1. Loss of telomeres causes crisis

   1. Telomeric DNA: This is a single extremely long DNA molecule and this prevents end-to-end fusion of chromosomal DNA

   2. DNA transfection: linear DNA gets end-to-end fusion by nucleases and DNA ligases

What is the role of telemeric DNA in normal vs. cancer cells?

In normal cells, the shortening of telomeric DNA is in concert with cell proliferation that will then trigger cell death when too short.

• telomeric shortening is the measure of cell generations as they pass down from the the early embryos

In cancer cells, telomeric DNA length is maintained

• Recovery from CRISIS happens due to maintenance of Telomeric DNA length

Why does the shortening of telomeric DNA lead to genomic instability and apoptosis?

Telomere erosion causes Breakage-Fusion-Bridge (BFB) cycle and chromosomal translocation.

• This can cause truncation, translocation, and aneuploidy

BFB cycle - Unprotected chromatid ends that allow for end-to-end fusion and when anaphase occurs the pulling of these chromatids causes weird breaking

Telomere shortening results from end-replication problem in telomeric DNA. The lagging strand causes telomeres to get shorter after each replication.

What is telomerase? What are two telomerase holoenzymes and their roles?

Telomerase is an enzyme that maintains telomeres length (elongates telomeric DNA), which is key for stopping crisis

1. Human telomerase reverse transcriptase (hTERT): Catalytic subunit

2. Human telomerase-associated RNA (hTR): RNA subunit that acts as a template for hTERT

Reintroducing hTERT prevents entrance into crisis

• Northern blot Assay shows that hTERT is highly present in immortal cells

What techniques can be used to test the role of telomerase?

1. Southern blot that shows HEK cells (with no telmerase) infected with control or hTERT. Those infected with hTERT should see an increase in the telomere length.

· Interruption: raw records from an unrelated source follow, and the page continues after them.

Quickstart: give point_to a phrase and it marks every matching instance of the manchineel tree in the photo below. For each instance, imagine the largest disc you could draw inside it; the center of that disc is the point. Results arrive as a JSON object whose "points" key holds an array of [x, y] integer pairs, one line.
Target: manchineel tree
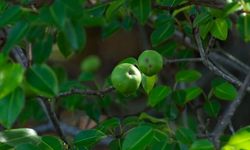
{"points": [[180, 113]]}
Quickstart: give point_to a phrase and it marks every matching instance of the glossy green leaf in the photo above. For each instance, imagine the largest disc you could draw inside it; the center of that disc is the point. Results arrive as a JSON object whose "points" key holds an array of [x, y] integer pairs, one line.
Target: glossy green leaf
{"points": [[179, 96], [42, 49], [203, 144], [202, 18], [10, 15], [42, 80], [57, 12], [141, 9], [148, 82], [185, 135], [109, 29], [225, 91], [240, 140], [14, 137], [75, 35], [192, 93], [162, 33], [138, 138], [163, 145], [172, 3], [205, 29], [11, 75], [220, 29], [15, 35], [26, 147], [113, 8], [187, 75], [231, 8], [145, 116], [109, 124], [158, 94], [54, 142], [64, 45], [11, 106], [115, 145], [88, 137], [212, 108], [243, 27]]}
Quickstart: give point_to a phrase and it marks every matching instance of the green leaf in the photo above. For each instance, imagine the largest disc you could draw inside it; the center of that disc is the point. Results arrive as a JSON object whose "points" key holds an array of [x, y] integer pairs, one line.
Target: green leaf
{"points": [[243, 27], [145, 116], [172, 3], [75, 35], [202, 18], [205, 29], [202, 145], [138, 138], [158, 94], [141, 9], [11, 75], [57, 12], [240, 140], [26, 147], [113, 8], [88, 137], [42, 80], [14, 137], [148, 82], [225, 91], [115, 145], [10, 15], [185, 135], [187, 75], [54, 142], [42, 49], [220, 29], [231, 8], [192, 93], [64, 45], [212, 108], [162, 33], [109, 124], [11, 107], [179, 96], [15, 35], [110, 29]]}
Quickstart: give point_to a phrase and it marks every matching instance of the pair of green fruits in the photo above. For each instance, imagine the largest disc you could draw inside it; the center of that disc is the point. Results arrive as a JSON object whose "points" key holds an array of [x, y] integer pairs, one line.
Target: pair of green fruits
{"points": [[126, 78]]}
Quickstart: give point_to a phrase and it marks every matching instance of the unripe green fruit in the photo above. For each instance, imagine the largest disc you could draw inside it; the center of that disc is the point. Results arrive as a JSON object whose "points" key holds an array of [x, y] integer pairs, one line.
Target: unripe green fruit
{"points": [[126, 78], [150, 62]]}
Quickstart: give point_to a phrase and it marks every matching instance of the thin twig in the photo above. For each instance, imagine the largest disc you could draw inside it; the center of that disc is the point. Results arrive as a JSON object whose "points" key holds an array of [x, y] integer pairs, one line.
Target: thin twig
{"points": [[229, 112], [46, 105], [210, 65], [207, 3], [68, 129], [86, 92], [168, 61]]}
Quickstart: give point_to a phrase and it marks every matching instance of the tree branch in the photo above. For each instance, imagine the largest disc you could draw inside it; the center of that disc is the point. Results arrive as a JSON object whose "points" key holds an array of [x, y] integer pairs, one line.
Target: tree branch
{"points": [[210, 65], [85, 92], [169, 61], [46, 105], [229, 112], [206, 3]]}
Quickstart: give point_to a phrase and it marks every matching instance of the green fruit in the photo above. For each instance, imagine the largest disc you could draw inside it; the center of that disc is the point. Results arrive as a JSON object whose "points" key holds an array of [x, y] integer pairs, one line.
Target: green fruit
{"points": [[126, 78], [150, 62], [91, 64]]}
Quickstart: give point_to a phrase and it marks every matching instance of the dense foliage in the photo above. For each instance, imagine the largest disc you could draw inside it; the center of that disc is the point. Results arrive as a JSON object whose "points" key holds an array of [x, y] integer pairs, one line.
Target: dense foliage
{"points": [[182, 33]]}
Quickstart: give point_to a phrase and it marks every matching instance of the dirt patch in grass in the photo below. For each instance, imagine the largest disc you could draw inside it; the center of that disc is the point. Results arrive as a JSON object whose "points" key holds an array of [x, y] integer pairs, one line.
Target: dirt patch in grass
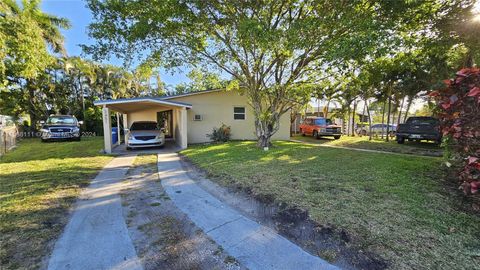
{"points": [[163, 236], [396, 207], [410, 147], [332, 244], [39, 182]]}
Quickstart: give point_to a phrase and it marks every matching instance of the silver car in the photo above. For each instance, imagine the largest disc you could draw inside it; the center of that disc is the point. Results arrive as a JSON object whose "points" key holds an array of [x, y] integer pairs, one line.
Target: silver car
{"points": [[145, 134]]}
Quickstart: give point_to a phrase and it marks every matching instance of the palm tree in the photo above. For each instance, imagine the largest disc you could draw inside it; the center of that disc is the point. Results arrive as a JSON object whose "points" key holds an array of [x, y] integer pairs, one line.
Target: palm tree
{"points": [[30, 32]]}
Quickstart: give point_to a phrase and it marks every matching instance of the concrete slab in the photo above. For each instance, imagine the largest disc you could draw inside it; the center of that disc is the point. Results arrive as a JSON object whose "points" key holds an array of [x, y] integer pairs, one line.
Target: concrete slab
{"points": [[96, 236], [253, 245]]}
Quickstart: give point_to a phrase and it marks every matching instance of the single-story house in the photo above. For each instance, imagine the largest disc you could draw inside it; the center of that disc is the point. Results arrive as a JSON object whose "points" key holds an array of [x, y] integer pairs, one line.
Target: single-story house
{"points": [[188, 118]]}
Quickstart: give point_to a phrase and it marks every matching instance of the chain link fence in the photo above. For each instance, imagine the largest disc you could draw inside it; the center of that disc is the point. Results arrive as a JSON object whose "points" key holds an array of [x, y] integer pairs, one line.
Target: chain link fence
{"points": [[8, 138]]}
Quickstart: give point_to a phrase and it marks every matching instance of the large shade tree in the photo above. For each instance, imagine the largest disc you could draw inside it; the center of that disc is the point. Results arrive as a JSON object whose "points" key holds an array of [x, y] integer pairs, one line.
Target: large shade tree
{"points": [[268, 47]]}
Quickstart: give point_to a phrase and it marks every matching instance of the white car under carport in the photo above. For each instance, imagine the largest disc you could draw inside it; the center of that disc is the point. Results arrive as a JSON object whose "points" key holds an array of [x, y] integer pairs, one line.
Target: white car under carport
{"points": [[145, 134]]}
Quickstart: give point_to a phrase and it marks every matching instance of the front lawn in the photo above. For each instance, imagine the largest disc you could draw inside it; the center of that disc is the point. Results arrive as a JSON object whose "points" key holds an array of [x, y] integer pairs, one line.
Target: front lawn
{"points": [[38, 184], [416, 148], [395, 206]]}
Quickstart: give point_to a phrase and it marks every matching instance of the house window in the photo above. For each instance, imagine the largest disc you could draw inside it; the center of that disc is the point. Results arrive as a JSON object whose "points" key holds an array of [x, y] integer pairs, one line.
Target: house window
{"points": [[239, 113], [197, 117]]}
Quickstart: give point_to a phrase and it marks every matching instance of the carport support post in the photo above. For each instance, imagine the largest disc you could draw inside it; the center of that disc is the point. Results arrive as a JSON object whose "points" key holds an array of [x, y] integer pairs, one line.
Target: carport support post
{"points": [[125, 127], [119, 137], [183, 128], [107, 130]]}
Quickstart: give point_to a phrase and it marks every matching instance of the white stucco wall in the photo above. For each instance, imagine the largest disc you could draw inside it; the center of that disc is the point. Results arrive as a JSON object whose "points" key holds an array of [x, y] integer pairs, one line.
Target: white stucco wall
{"points": [[217, 108]]}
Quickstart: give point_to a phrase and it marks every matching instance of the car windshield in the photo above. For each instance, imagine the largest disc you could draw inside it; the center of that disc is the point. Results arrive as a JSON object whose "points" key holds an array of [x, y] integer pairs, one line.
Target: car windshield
{"points": [[144, 126], [322, 122], [61, 120]]}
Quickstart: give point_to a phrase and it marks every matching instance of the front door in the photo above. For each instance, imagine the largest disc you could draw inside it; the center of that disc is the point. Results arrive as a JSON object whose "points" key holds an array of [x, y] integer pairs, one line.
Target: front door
{"points": [[165, 120]]}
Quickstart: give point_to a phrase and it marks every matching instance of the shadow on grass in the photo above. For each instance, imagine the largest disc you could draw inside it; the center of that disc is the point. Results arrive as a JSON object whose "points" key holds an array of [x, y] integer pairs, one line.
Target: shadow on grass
{"points": [[34, 149], [35, 197], [383, 202]]}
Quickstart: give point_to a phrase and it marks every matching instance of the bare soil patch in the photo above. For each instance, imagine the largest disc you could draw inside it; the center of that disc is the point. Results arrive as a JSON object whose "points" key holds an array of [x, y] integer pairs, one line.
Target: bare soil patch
{"points": [[163, 236], [334, 245]]}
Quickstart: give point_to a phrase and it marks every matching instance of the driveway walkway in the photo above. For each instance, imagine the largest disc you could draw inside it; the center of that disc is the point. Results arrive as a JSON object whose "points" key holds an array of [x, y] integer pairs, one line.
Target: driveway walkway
{"points": [[96, 236], [253, 245]]}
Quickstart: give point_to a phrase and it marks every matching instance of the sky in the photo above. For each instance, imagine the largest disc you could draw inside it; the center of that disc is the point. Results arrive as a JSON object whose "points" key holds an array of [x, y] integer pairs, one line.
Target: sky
{"points": [[80, 16]]}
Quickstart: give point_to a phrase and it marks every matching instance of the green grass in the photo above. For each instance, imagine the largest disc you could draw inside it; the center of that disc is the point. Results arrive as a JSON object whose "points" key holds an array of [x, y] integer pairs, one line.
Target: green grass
{"points": [[38, 184], [416, 148], [395, 206]]}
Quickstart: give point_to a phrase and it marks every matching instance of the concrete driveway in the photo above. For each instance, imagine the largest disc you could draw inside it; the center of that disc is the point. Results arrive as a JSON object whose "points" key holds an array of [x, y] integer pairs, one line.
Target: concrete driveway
{"points": [[253, 245], [96, 237]]}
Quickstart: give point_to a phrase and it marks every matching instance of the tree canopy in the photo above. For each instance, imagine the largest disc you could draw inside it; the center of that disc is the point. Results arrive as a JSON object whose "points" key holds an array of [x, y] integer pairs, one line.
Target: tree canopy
{"points": [[270, 48]]}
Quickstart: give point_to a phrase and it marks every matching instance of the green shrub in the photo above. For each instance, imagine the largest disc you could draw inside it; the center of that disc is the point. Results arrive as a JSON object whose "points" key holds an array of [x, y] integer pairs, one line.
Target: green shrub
{"points": [[220, 134]]}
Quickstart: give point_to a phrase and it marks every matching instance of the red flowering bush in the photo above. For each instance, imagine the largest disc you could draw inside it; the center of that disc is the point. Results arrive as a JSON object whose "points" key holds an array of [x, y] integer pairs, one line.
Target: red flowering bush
{"points": [[459, 113]]}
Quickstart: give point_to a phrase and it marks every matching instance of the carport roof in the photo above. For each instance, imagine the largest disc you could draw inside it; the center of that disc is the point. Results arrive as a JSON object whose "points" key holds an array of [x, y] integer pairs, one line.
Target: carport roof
{"points": [[157, 100]]}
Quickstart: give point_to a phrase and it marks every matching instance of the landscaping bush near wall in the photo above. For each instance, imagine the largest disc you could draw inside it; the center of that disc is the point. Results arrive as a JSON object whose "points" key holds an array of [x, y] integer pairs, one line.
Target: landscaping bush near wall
{"points": [[459, 112], [220, 134], [8, 139]]}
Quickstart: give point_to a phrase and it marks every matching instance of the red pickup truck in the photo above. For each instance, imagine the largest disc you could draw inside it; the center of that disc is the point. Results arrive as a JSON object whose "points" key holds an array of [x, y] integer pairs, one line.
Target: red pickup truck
{"points": [[320, 127]]}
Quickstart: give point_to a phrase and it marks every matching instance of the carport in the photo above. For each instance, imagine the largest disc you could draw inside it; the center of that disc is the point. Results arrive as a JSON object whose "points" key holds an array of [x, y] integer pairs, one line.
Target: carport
{"points": [[170, 113]]}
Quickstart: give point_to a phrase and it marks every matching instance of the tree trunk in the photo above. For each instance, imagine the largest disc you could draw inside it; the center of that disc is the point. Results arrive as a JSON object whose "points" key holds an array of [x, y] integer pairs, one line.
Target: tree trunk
{"points": [[31, 106], [348, 119], [383, 117], [400, 111], [353, 117], [409, 104], [388, 117], [326, 109], [369, 121], [266, 124]]}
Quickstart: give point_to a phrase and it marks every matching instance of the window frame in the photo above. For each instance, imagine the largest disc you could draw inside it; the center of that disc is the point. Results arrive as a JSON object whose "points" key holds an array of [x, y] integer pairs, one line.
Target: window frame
{"points": [[237, 113]]}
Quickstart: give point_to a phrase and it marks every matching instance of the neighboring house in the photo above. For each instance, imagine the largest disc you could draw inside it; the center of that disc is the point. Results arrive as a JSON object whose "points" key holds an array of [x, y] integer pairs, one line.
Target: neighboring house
{"points": [[188, 118]]}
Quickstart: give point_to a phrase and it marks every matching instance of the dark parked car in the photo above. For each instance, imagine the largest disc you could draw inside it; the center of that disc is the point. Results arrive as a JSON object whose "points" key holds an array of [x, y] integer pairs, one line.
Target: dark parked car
{"points": [[319, 127], [419, 128], [58, 127], [378, 130]]}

2. Graph that shows HEk cells with hTERT enter crisis much later than those without

3. Expression of antisense RNA in the telomerase HeLa cells causes them to stop growing after 23 to 26 days

4. Expression of DN hTERT subunit in telomerase (+) human tumor cell lines cause them to lose all detectable telomerase activity, and, with some delay, to enter crisis.